We offer general meditation and relaxation with no specifically Buddhist content and, of course, we offer Buddhist meditation.
General meditation and relaxation
At its simplest meditation is a series of techniques to enhance mental well-being. In these classes there is little if any specifically Buddhist content to the meditation. The aim is to de-stress and relax and become happier in our everyday lives.
There has been sufficient scientific study of the effects of this type of mediation for the National Institute for Clinical Excellence (NICE) to issue guidelines supporting specific courses to help battle depression. There is more about that in our section on Mindfulness Based Stress Reduction (MBSR). We also run more informal classes which you can learn about in the section on general meditation.
Buddhist meditation aims to self the mediator free from problematic thinking patterns and behaviours that trap him/her in unenlightened existence. Buddhist meditation generally comes in two types: placement and analytic. Placement meditation trains the attention to stay undistracted on an object. Analytic meditation trains the awareness to look behind the superficial surface level of experience to see the underlying reality of our everyday experience.
If you wish to learn more about meditation then we run a foundation level structured programme on Monday evenings throughout the year. This covers all the basics and gives you a really good grounding in a series of techniques to calm and strengthen the mind, develop insight and increase positive emotions.

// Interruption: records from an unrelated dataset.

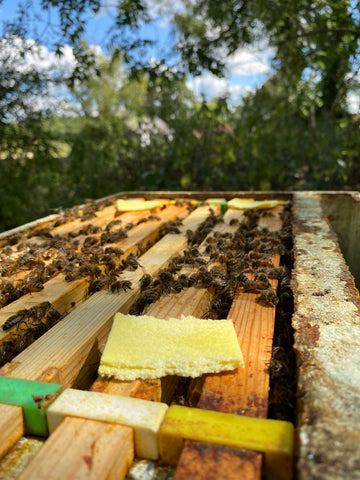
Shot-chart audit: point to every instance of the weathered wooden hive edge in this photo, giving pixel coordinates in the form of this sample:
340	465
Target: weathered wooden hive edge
327	327
327	332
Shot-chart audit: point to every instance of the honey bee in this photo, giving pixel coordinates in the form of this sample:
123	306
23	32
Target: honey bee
267	298
16	319
96	284
131	262
38	312
117	252
145	281
124	285
40	232
112	224
7	351
89	241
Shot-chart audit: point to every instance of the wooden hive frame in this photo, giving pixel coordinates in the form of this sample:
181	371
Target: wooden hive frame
80	333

There are also frequent classes on specific practices around insight meditation and calm abiding and a weekend Insight Meditation Practice Group (IMPG) meets every two weeks or so.

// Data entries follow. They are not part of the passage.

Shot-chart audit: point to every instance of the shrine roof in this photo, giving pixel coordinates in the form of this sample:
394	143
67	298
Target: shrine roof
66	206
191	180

Buddhist tantra meditation
At the core of Tibetan Buddhism are the visualisation meditation practices of Buddhist Tantra. This is generally divided into two styles: the lower tantras focusing on the subtle wisdom energetic body of the deity and emphasising external worship, and the Highest tantras focusing on the very subtle wisdom energetic body of the deity.
Both styles have meditation practices invoking external deities to come before the meditator for ritual worship, known as 'front generation', and also meditation practices where the the practitioner models the appearance, identity and behaviour of a fully enlightened deity to speed up the process of enlightenment. This is known as 'self generation'. This last kind of practice can only be done once the practitioner has received an initiation.
We run weekend courses/retreats open to everyone that focus on specific Buddhist tantra deities engaged with as external ‘front generation’ deities. If events are restricted to initiates only the description will say so, but generally events are only restricted when the practice involves 'self generation'.